La campaña de Sanders de 2020 tanteó en esa dirección con el eslogan «Lucha por alguien que no conoces». Pero fue incómodo y no cuajó. No se puede poner en una remera, no tiene sangre, ni goce. Su torpeza reflejaba el malestar de Sanders con las dimensiones emocionales, teatrales y míticas de la política, así como la incapacidad general de la izquierda para capturar la imaginación de la misma forma que una consigna como «Make America Great Again» lo hizo para tantos. «Yo no, nosotros» era un eslogan mucho mejor que ponía de relieve la necesidad de una subjetividad colectiva, pero parece que aún no sabemos cómo construir ese sujeto.
Para ello, necesitamos una política antifascista de masas, que vaya más allá de la militancia callejera subcultural de los antifa y del voto táctico para mantener a la derecha fuera de los pasillos del poder. Incluso el ¡No pasarán!, por muy poderoso e inspirador que sea como llamamiento a la acción, es una formulación defensiva y reactiva. Es esencial bloquear el avance de la extrema derecha pero también hay que recuperar el territorio que han ganado.

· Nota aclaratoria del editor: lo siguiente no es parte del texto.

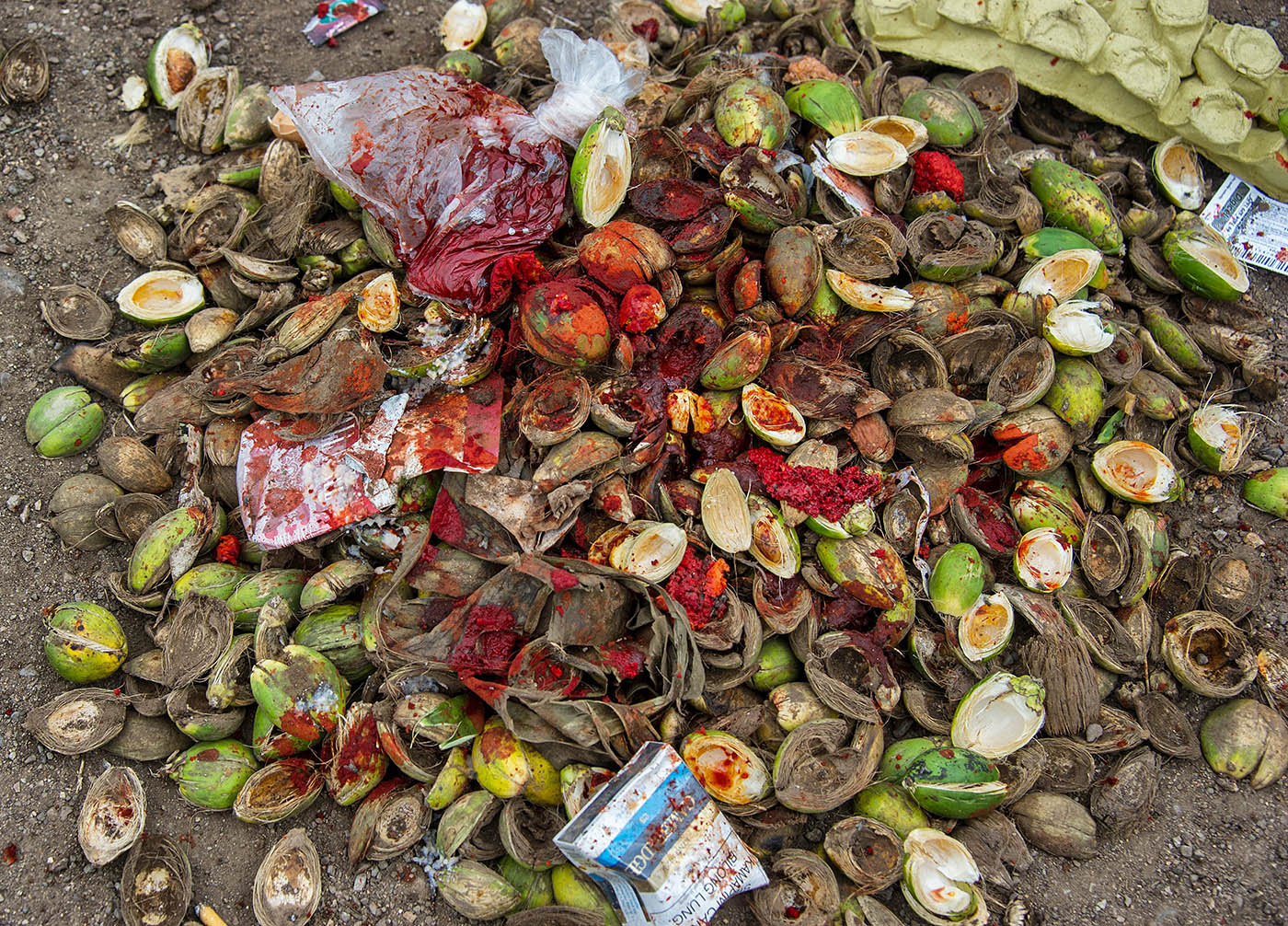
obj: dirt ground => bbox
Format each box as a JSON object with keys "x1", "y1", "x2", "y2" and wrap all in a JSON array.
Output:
[{"x1": 0, "y1": 0, "x2": 1288, "y2": 926}]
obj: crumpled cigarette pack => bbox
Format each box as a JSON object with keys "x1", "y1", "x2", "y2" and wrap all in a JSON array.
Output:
[{"x1": 555, "y1": 743, "x2": 767, "y2": 926}]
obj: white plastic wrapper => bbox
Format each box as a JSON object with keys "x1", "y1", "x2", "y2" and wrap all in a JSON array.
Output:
[
  {"x1": 270, "y1": 29, "x2": 644, "y2": 312},
  {"x1": 535, "y1": 29, "x2": 644, "y2": 148},
  {"x1": 555, "y1": 743, "x2": 767, "y2": 926}
]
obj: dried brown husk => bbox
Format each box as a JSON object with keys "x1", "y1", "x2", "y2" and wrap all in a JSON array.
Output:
[
  {"x1": 1149, "y1": 552, "x2": 1207, "y2": 623},
  {"x1": 505, "y1": 906, "x2": 604, "y2": 926},
  {"x1": 823, "y1": 816, "x2": 903, "y2": 894},
  {"x1": 997, "y1": 741, "x2": 1046, "y2": 807},
  {"x1": 103, "y1": 200, "x2": 167, "y2": 267},
  {"x1": 255, "y1": 138, "x2": 326, "y2": 256},
  {"x1": 22, "y1": 688, "x2": 129, "y2": 756},
  {"x1": 1091, "y1": 325, "x2": 1145, "y2": 387},
  {"x1": 497, "y1": 797, "x2": 568, "y2": 871},
  {"x1": 1086, "y1": 703, "x2": 1146, "y2": 756},
  {"x1": 368, "y1": 784, "x2": 428, "y2": 862},
  {"x1": 120, "y1": 833, "x2": 192, "y2": 926},
  {"x1": 175, "y1": 67, "x2": 241, "y2": 155},
  {"x1": 108, "y1": 492, "x2": 171, "y2": 546},
  {"x1": 903, "y1": 680, "x2": 953, "y2": 736},
  {"x1": 1127, "y1": 238, "x2": 1185, "y2": 296},
  {"x1": 957, "y1": 67, "x2": 1020, "y2": 125},
  {"x1": 161, "y1": 595, "x2": 233, "y2": 688},
  {"x1": 175, "y1": 184, "x2": 250, "y2": 267},
  {"x1": 751, "y1": 569, "x2": 814, "y2": 633},
  {"x1": 814, "y1": 215, "x2": 908, "y2": 280},
  {"x1": 251, "y1": 827, "x2": 322, "y2": 926},
  {"x1": 0, "y1": 39, "x2": 49, "y2": 103},
  {"x1": 1133, "y1": 691, "x2": 1202, "y2": 758},
  {"x1": 988, "y1": 338, "x2": 1055, "y2": 412},
  {"x1": 953, "y1": 810, "x2": 1033, "y2": 893},
  {"x1": 1023, "y1": 631, "x2": 1100, "y2": 736},
  {"x1": 103, "y1": 711, "x2": 192, "y2": 762},
  {"x1": 937, "y1": 325, "x2": 1015, "y2": 388},
  {"x1": 1089, "y1": 746, "x2": 1163, "y2": 832},
  {"x1": 774, "y1": 720, "x2": 882, "y2": 814},
  {"x1": 1162, "y1": 610, "x2": 1257, "y2": 698},
  {"x1": 872, "y1": 331, "x2": 953, "y2": 400},
  {"x1": 1078, "y1": 514, "x2": 1131, "y2": 596},
  {"x1": 1056, "y1": 593, "x2": 1145, "y2": 675},
  {"x1": 750, "y1": 849, "x2": 841, "y2": 926},
  {"x1": 98, "y1": 435, "x2": 174, "y2": 494},
  {"x1": 519, "y1": 370, "x2": 590, "y2": 447},
  {"x1": 907, "y1": 213, "x2": 998, "y2": 284},
  {"x1": 1203, "y1": 549, "x2": 1269, "y2": 620},
  {"x1": 805, "y1": 631, "x2": 899, "y2": 723},
  {"x1": 165, "y1": 689, "x2": 248, "y2": 741},
  {"x1": 1034, "y1": 736, "x2": 1098, "y2": 794},
  {"x1": 1010, "y1": 791, "x2": 1096, "y2": 859},
  {"x1": 233, "y1": 756, "x2": 325, "y2": 823},
  {"x1": 76, "y1": 765, "x2": 148, "y2": 865},
  {"x1": 40, "y1": 284, "x2": 116, "y2": 341}
]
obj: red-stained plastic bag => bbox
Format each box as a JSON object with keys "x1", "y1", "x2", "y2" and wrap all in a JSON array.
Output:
[{"x1": 271, "y1": 29, "x2": 643, "y2": 310}]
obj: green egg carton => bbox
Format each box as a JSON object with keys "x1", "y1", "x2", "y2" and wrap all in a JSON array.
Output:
[{"x1": 854, "y1": 0, "x2": 1288, "y2": 200}]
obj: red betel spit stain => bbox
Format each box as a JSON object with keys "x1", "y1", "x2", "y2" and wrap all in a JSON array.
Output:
[
  {"x1": 429, "y1": 492, "x2": 465, "y2": 543},
  {"x1": 215, "y1": 533, "x2": 241, "y2": 562},
  {"x1": 599, "y1": 639, "x2": 645, "y2": 678},
  {"x1": 631, "y1": 19, "x2": 658, "y2": 41},
  {"x1": 912, "y1": 151, "x2": 966, "y2": 203},
  {"x1": 435, "y1": 605, "x2": 523, "y2": 677},
  {"x1": 747, "y1": 447, "x2": 881, "y2": 520},
  {"x1": 550, "y1": 569, "x2": 577, "y2": 591},
  {"x1": 666, "y1": 548, "x2": 729, "y2": 630}
]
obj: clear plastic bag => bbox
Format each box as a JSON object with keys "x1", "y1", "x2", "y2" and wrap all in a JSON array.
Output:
[{"x1": 270, "y1": 29, "x2": 644, "y2": 309}]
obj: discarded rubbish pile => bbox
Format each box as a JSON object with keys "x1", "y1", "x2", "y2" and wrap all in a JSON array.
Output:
[{"x1": 17, "y1": 6, "x2": 1288, "y2": 926}]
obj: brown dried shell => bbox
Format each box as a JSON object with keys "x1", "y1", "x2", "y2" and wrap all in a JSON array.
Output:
[
  {"x1": 872, "y1": 330, "x2": 953, "y2": 398},
  {"x1": 937, "y1": 324, "x2": 1017, "y2": 387},
  {"x1": 1023, "y1": 631, "x2": 1100, "y2": 736},
  {"x1": 1091, "y1": 325, "x2": 1145, "y2": 387},
  {"x1": 1034, "y1": 736, "x2": 1098, "y2": 794},
  {"x1": 251, "y1": 827, "x2": 322, "y2": 926},
  {"x1": 1133, "y1": 691, "x2": 1202, "y2": 758},
  {"x1": 121, "y1": 835, "x2": 192, "y2": 926},
  {"x1": 957, "y1": 67, "x2": 1020, "y2": 125},
  {"x1": 1010, "y1": 791, "x2": 1096, "y2": 859},
  {"x1": 105, "y1": 492, "x2": 171, "y2": 543},
  {"x1": 1078, "y1": 514, "x2": 1131, "y2": 596},
  {"x1": 1149, "y1": 552, "x2": 1207, "y2": 623},
  {"x1": 519, "y1": 368, "x2": 590, "y2": 447},
  {"x1": 1087, "y1": 703, "x2": 1145, "y2": 756},
  {"x1": 1056, "y1": 594, "x2": 1145, "y2": 675},
  {"x1": 161, "y1": 595, "x2": 233, "y2": 688},
  {"x1": 497, "y1": 797, "x2": 568, "y2": 871},
  {"x1": 988, "y1": 338, "x2": 1055, "y2": 412},
  {"x1": 103, "y1": 711, "x2": 192, "y2": 762},
  {"x1": 40, "y1": 284, "x2": 116, "y2": 341},
  {"x1": 902, "y1": 680, "x2": 953, "y2": 736},
  {"x1": 22, "y1": 688, "x2": 126, "y2": 756},
  {"x1": 1091, "y1": 746, "x2": 1163, "y2": 832},
  {"x1": 997, "y1": 742, "x2": 1046, "y2": 807},
  {"x1": 76, "y1": 765, "x2": 148, "y2": 865},
  {"x1": 814, "y1": 216, "x2": 908, "y2": 280},
  {"x1": 98, "y1": 435, "x2": 174, "y2": 494},
  {"x1": 751, "y1": 849, "x2": 841, "y2": 925},
  {"x1": 103, "y1": 200, "x2": 167, "y2": 267},
  {"x1": 823, "y1": 816, "x2": 903, "y2": 894},
  {"x1": 1203, "y1": 549, "x2": 1270, "y2": 620},
  {"x1": 175, "y1": 67, "x2": 241, "y2": 155},
  {"x1": 0, "y1": 39, "x2": 49, "y2": 103}
]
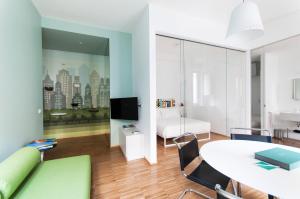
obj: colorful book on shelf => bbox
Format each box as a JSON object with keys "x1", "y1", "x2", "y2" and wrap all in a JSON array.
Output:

El fascismo crece en el suelo contaminado del cinismo, del lamento herido de que la política no cambia nada y los políticos son todos iguales. Una política antifascista eficaz no sería simplemente una alianza de organizaciones y movimientos en la cúspide o un frente defensivo del mínimo común denominador contra la derecha, sino un vehículo para restaurar la fe de la gente en su capacidad para dar forma a sus vidas mediante la acción colectiva y la participación democrática. Quizá las ideas creativas que dejaron los antagonistas originales del fascismo —como el movimiento italiano Giustizia e Libertà, que pedía a los socialistas que rechazaran el sectarismo y abrazaran una política de pasión, acción y renovación cívico-republicana— puedan ofrecer recursos para construir ese tipo de proyecto. Mantener a la derecha fuera del poder es la primera tarea, pero la lucha general es hacer que la democracia vuelva a ser grande.